This section is from "The Horticulturist, And Journal Of Rural Art And Rural Taste", by P. Barry, A. J. Downing, J. Jay Smith, Peter B. Mead, F. W. Woodward, Henry T. Williams. Also available from Amazon: Horticulturist and Journal of Rural Art and Rural Taste.
A horticultural society, thirty-three years established, incorporated by charter. Has a valuable library, and had once a funded property of some twenty thousand dollars, latterly reduced to $13,000, which is now, I believe, unavailable. Has a president, four vice presidents, two secretaries, a treasurer, three professors, and a long list of committees. Formerly held monthly stated meetings, and displays of plants, fruits, and esculents, as well as a grand annual exhibition lasting for three days. Now the number of displays is reduced to eight, and the annual one discontinued. Annual member's fee, $3. Life membership, $25. Located in the second largest city of the Northern States. Annually becoming less efficient and poorer.
Although Asparagus will thrive in any fertile soil with a free exposure and dry under base, it prospers best in a sandy loam well enriched with decayed vegetable matter and sea-wrack. In this it always returns the moat profit with greater certainty, and is of much better quality.
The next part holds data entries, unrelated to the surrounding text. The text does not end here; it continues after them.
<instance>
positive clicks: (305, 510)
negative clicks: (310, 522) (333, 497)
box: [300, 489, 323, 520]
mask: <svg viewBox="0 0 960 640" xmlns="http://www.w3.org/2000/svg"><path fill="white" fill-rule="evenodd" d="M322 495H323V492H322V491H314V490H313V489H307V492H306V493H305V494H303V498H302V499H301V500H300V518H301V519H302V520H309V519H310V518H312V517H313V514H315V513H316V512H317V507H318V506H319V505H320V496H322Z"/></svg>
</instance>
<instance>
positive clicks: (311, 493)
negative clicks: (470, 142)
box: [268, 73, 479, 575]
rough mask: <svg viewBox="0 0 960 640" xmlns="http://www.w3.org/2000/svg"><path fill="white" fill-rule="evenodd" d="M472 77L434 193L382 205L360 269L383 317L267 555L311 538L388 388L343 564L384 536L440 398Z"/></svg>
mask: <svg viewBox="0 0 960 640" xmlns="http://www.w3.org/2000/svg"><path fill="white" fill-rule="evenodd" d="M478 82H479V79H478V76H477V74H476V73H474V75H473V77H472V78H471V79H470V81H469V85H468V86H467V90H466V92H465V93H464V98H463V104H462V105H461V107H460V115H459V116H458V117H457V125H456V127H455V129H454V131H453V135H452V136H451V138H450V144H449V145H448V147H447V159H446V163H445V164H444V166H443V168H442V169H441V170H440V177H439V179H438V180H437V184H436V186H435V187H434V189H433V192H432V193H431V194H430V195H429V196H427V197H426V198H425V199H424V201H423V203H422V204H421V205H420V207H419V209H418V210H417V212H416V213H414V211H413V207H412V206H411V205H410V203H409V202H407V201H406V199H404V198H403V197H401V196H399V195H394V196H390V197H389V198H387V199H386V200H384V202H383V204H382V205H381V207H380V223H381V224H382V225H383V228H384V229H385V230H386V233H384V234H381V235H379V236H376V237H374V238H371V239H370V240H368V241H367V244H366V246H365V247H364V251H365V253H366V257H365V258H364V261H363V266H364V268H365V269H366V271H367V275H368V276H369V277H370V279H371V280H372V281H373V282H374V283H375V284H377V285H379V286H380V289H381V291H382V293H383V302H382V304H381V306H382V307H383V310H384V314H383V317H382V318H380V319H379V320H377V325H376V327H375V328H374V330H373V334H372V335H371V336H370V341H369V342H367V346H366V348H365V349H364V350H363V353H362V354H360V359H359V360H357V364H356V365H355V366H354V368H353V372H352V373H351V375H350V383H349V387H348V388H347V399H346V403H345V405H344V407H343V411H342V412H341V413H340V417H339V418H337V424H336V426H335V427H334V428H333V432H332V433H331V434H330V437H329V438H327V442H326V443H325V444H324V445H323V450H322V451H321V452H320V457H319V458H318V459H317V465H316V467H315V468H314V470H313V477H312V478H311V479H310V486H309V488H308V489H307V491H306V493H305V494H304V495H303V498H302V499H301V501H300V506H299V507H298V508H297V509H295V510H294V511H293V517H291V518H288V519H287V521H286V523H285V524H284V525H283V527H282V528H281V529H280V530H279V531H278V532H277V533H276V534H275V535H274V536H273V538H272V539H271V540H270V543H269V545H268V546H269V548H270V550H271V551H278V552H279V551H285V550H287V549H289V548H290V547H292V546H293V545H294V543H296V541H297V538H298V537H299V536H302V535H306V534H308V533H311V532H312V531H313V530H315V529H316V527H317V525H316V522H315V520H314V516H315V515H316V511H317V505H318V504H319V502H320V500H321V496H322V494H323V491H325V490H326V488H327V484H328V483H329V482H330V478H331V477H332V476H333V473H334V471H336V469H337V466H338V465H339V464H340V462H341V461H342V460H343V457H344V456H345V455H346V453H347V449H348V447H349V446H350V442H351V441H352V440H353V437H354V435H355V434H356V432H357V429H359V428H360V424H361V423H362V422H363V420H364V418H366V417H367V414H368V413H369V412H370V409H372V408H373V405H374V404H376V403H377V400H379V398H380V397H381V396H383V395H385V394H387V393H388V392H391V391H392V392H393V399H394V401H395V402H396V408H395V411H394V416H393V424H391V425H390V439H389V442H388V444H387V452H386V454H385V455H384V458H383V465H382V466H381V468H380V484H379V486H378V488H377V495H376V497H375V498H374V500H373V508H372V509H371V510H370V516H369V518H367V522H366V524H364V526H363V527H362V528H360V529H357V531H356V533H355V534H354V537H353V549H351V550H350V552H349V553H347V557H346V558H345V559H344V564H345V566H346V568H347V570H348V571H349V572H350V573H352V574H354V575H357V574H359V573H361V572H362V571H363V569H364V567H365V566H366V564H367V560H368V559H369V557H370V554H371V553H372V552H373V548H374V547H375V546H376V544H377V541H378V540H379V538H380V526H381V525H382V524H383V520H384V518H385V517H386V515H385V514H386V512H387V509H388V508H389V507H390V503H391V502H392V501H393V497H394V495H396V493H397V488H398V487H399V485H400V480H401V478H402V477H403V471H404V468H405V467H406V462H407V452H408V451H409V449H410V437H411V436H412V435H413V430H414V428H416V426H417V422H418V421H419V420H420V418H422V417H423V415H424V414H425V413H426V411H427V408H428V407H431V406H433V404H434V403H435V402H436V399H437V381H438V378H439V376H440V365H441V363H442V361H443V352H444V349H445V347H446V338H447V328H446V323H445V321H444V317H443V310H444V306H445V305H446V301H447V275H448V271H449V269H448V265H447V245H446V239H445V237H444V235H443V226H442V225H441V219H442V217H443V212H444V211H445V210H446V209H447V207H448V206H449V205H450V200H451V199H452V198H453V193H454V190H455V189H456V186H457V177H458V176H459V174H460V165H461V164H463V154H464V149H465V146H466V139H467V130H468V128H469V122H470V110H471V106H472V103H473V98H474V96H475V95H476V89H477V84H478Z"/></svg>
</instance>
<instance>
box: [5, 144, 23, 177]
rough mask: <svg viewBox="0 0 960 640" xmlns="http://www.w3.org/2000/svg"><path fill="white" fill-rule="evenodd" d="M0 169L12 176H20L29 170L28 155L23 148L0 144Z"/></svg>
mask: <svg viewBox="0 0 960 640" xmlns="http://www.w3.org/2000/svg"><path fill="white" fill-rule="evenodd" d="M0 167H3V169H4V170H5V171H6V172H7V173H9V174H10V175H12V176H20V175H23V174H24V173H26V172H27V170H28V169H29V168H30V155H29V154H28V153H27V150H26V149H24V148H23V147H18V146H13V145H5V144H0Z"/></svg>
To insure good healthy plants, never use any of the nauseous ingredients recommended by many of the European florists. A mixture which will not fail to make good healthy plants and fine bloom, may be made as follows: four parts of good fresh loam, such as the sod, with about six inches of the soil, from an old cow pasture - if of a sandy nature, so much the better; two parts of good rotten cow and horse manure, not less than three years old;and two of decayed leaf mold; well incorporated before using.
The Gardeners'Monthly gives briefly the following rules for selecting the best soils for the different fruits: "A light, dryish soil for the peach; a strong loamy soil for the pear; nearly the same for the plum; a heavy loam for the apple - if on limestone, all the better; and for the cherry a soil similar to that of the peach."
In the ordinary prepared soils of eight inches deep, for the Japan lilies, the growth of flower stems varies from eighteen inches to two feet in height; but where the ground is prepared some eighteen inches deep, of rich soil and drained, the flower stems rise to four and five feet, and with proportionate increase of flowers. Lilium auratum has been grown with stems nine feet high, and having nineteen perfect flowers upon it, some of which have measured one foot in diameter.
Fruit that, by any oversight or neglect, gets frozen, if kept perfectly dark until the frost is extracted, will be but little injured.
Apples or pears should be carefully looked over at this season of the year. Take away all specked or rotten ones, and wipe the others with a flannel cloth. If possible, dry the inside of the barrel or box before again filling it with fruit.
E. Manning, of Harrisburg, Ohio, writes to the Gardeners' Monthly on this subject: Beurre Clairgeau was unthrifty on a rich soil; on high, thin soil it was thrifty and excellent. Anjou succeeded well on rich soil, and failed on thin soil. Doyenne du Cornice did best on thin soil; Golden Beurre of Bilbos just the reverse. These results were all on his own ground; in other regions they might have been different.